Porcupine Caribou Board Holds Public Meeting in Fairbanks
The International Porcupine Caribou Board invites all interested people to attend a public meeting on Wednesday, April 18, from 7-9 pm at the Morris Thompson Cultural Center 101 Dunkel Street, Fairbanks, to hear an update on this joint Canadian-U.S. effort to ensure the continuation of the Porcupine Caribou Herd.
The Porcupine Caribou Herd is the 5th largest herd of migratory caribou in North America. It migrates over approximately 180,000 square miles of Northern Alaska, Yukon and Northwest Territories. The herd derives its name from the Porcupine River which runs through a large part of its range. The herd’s 169,000 animals migrate more than1,500 miles annually between their winter range and calving grounds, the longest land migration route of any land mammal on earth. They are the primary subsistence resource of the Gwich’in people, who traditionally built their communities based upon the caribou’s migration patterns. They are also routinely hunted by other peoples, including the Inupiat, Inuvialuit, Hän, and Northern Tutchone.
The Board was created through the Agreement Between the Government of Canada and the Government of the United States of America on the Conservation of the Porcupine Caribou Herd signed in 1987, and first met in 1989. The Agreement specifies how the two countries will collaborate, such as ensuring “…that the Porcupine Caribou Herd, its habitat and the interests of users of Porcupine Caribou are given effective consideration in evaluating proposed activities within the range of the Herd.” and “Where an activity in one country is determined to be likely to cause significant long-term adverse impact on the Porcupine Caribou Herd or its habitat, the other Party will be notified and given an opportunity to consult prior to final decision.” While advice and recommendations of the Board are not binding on the Parties, the parries will, by virtue of the Agreement, consider the advice and respond to the recommendations of the Board.
The Board is comprised of four members from Canada and four from the Unites States.
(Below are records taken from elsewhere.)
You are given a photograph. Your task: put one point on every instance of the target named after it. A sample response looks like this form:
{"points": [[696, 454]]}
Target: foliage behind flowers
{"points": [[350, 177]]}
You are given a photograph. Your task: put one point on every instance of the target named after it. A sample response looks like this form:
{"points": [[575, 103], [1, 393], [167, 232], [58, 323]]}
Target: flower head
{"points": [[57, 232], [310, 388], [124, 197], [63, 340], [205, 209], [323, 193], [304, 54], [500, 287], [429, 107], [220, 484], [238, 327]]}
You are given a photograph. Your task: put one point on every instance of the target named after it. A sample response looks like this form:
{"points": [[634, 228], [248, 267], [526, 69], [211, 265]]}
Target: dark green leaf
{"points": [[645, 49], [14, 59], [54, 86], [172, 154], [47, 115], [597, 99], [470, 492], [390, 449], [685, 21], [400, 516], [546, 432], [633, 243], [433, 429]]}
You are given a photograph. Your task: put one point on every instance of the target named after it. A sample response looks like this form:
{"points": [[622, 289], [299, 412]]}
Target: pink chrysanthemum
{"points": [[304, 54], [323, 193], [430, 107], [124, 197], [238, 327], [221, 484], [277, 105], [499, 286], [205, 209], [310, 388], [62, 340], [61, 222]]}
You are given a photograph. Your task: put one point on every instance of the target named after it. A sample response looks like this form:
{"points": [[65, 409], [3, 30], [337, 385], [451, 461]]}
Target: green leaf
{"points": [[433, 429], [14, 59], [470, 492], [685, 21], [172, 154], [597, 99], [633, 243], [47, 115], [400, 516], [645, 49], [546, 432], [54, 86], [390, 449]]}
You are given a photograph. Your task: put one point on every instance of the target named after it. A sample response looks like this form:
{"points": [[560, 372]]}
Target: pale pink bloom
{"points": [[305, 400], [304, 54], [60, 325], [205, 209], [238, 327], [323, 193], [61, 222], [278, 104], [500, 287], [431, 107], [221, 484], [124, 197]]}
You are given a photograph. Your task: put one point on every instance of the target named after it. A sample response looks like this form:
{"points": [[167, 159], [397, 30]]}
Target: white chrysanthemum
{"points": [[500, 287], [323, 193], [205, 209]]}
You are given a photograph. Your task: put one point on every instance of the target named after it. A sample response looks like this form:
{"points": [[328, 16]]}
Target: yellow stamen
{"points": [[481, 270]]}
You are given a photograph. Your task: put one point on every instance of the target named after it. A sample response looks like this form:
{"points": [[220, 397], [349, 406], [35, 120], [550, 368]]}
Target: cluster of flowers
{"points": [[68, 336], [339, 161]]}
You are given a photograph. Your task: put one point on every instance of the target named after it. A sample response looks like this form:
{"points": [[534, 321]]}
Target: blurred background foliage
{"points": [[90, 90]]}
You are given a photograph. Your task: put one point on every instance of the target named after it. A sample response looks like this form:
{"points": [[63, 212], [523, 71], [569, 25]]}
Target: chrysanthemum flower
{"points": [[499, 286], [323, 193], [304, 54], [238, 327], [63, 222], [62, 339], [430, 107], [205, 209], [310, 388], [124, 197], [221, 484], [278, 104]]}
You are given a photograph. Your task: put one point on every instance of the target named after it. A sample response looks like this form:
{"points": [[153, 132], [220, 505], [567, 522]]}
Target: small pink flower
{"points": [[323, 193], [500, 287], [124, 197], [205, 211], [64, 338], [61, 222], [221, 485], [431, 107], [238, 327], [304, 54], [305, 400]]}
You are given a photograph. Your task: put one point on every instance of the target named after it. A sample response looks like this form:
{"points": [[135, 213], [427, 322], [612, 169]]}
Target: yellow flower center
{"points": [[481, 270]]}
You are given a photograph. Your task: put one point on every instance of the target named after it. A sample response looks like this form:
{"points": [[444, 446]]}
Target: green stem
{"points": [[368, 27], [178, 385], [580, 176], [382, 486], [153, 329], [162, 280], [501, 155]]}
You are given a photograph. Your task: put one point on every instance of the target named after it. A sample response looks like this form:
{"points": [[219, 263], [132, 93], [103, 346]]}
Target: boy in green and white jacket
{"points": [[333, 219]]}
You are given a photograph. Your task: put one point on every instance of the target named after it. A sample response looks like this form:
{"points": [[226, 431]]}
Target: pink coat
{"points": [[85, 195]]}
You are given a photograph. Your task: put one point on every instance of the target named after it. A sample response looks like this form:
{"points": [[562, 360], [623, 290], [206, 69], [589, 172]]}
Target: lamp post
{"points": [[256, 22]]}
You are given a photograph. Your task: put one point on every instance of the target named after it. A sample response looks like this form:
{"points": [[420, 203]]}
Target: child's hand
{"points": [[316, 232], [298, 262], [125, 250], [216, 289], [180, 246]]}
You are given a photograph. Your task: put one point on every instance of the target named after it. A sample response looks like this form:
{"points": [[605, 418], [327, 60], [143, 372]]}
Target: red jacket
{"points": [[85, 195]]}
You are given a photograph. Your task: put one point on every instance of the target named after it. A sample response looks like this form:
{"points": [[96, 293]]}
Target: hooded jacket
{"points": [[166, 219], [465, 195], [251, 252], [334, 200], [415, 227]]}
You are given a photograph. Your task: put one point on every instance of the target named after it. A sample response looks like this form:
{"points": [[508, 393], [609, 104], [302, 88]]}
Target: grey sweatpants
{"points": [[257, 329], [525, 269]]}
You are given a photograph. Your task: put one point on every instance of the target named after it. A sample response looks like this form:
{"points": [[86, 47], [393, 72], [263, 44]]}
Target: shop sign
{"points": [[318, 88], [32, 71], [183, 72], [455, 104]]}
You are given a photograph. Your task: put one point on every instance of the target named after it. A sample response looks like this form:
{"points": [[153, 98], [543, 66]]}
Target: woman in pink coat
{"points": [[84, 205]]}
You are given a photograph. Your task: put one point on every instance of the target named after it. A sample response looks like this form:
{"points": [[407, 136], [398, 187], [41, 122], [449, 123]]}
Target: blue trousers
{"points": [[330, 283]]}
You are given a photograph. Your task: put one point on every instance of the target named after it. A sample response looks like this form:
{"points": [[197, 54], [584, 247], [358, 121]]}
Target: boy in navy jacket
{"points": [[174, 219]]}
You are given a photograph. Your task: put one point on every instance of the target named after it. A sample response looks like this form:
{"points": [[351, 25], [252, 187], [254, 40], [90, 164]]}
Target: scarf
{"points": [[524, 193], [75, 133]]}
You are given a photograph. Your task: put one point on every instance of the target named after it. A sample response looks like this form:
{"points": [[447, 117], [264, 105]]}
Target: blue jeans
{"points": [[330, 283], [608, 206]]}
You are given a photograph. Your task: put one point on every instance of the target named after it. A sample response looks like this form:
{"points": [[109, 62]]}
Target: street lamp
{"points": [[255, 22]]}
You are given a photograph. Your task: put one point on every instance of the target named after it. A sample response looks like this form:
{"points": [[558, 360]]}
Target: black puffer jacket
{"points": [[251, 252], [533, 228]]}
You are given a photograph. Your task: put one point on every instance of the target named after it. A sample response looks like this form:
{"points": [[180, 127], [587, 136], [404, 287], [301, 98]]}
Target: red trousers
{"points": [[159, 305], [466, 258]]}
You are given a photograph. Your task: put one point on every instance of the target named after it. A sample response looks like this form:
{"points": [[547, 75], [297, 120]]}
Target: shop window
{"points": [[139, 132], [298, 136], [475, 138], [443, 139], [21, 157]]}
Canadian membership includes Wendy Nixon (Canadian Wildlife Service, Environment Canada), Kelly Milner (Fish and Wildlife Branch, Yukon Department of Environment), Marsha Branigan (Wildlife Management, Environment and Natural Resources – Inuvik Region, Northwest Territories), and Joe Tetlichi (Chair, Porcupine Caribou Management Board within Canada).
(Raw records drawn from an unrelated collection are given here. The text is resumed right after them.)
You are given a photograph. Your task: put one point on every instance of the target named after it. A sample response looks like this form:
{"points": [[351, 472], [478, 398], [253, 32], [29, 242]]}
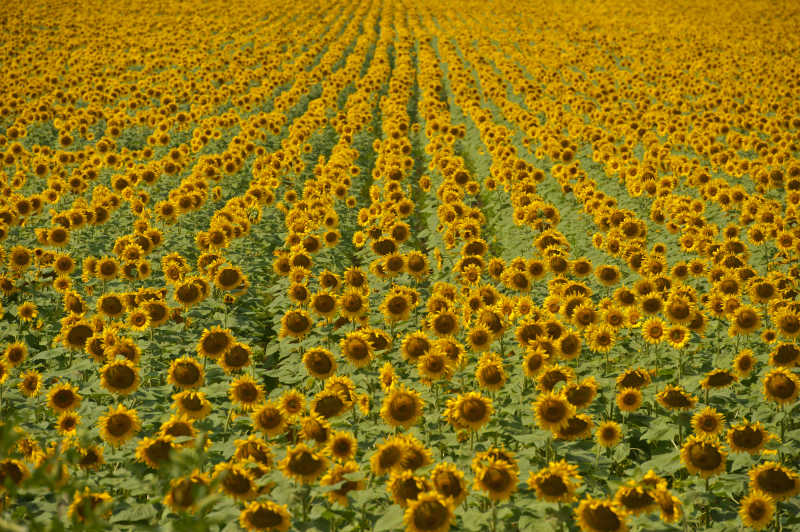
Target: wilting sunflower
{"points": [[63, 398], [449, 482], [608, 434], [86, 503], [707, 423], [245, 392], [302, 464], [781, 386], [185, 492], [296, 323], [555, 483], [471, 410], [336, 475], [266, 516], [118, 425], [269, 419], [430, 512], [319, 362], [776, 480], [215, 342], [748, 437], [629, 399], [30, 383], [552, 411], [402, 407], [356, 348], [342, 446], [497, 478], [704, 457], [236, 481], [676, 398], [120, 377], [595, 515], [185, 373], [191, 403], [757, 510]]}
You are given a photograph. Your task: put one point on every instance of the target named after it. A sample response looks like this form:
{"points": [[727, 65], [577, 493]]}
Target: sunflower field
{"points": [[399, 265]]}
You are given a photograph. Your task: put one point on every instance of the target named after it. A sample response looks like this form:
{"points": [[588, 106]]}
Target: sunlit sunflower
{"points": [[748, 437], [704, 457], [267, 516], [192, 404], [63, 398], [118, 425], [596, 515], [185, 492], [245, 392], [236, 481], [120, 377], [402, 407], [776, 480], [781, 386], [497, 478], [449, 482], [676, 398], [302, 464], [757, 510], [555, 483], [552, 411], [185, 373]]}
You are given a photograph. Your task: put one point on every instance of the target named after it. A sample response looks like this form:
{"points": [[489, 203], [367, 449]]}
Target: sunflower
{"points": [[629, 399], [236, 481], [387, 456], [608, 434], [490, 373], [402, 407], [120, 377], [336, 476], [555, 483], [757, 510], [676, 398], [781, 386], [702, 456], [497, 478], [353, 303], [68, 423], [215, 342], [744, 363], [748, 437], [708, 423], [429, 512], [15, 354], [63, 398], [85, 504], [776, 480], [302, 464], [185, 373], [595, 515], [356, 348], [316, 428], [30, 382], [245, 392], [185, 492], [267, 516], [553, 411], [449, 482], [192, 404], [471, 410], [118, 425], [269, 419], [581, 394]]}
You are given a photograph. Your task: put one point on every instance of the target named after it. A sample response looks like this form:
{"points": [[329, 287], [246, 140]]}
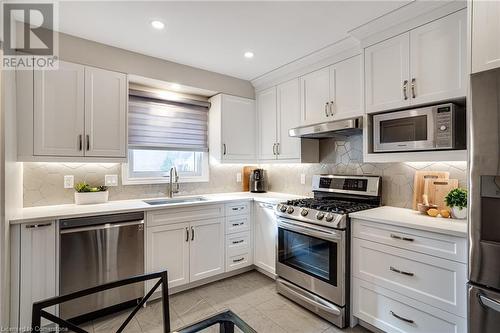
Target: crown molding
{"points": [[404, 19], [343, 49]]}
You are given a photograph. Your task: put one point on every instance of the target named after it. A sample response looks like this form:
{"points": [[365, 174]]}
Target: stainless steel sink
{"points": [[174, 200]]}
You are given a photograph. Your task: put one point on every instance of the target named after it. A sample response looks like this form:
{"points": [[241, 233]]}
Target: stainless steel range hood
{"points": [[331, 129]]}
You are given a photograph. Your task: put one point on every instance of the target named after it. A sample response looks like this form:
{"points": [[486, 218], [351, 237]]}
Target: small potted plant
{"points": [[457, 201], [86, 194]]}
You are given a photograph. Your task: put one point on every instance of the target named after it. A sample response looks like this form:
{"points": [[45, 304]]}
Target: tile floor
{"points": [[250, 295]]}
The U.S. is represented by Geoffrey Haskett, Alaska Regional Director, U.S.
Fish and Wildlife Service; Craig Fleener, Deputy Commissioner, Alaska Department of Fish and Game; the Inupiat (Edward Rexford) and the Alaska G’wich’in (Edward Frank) Villages.
At the first meeting, the Board reviewed its roles and responsibilities, and its interactions with the Porcupine Caribou Technical Committee of biologists, which provides advice and updates to the Board. The April 18-19 Board meetings will discuss a communications strategy, compare harvest management plans in Alaska and Canada, discuss the Arctic Refuge Comprehensive Conservation Plan, and identify potential developments that may impact the Porcupine Caribou Herd and its habitat.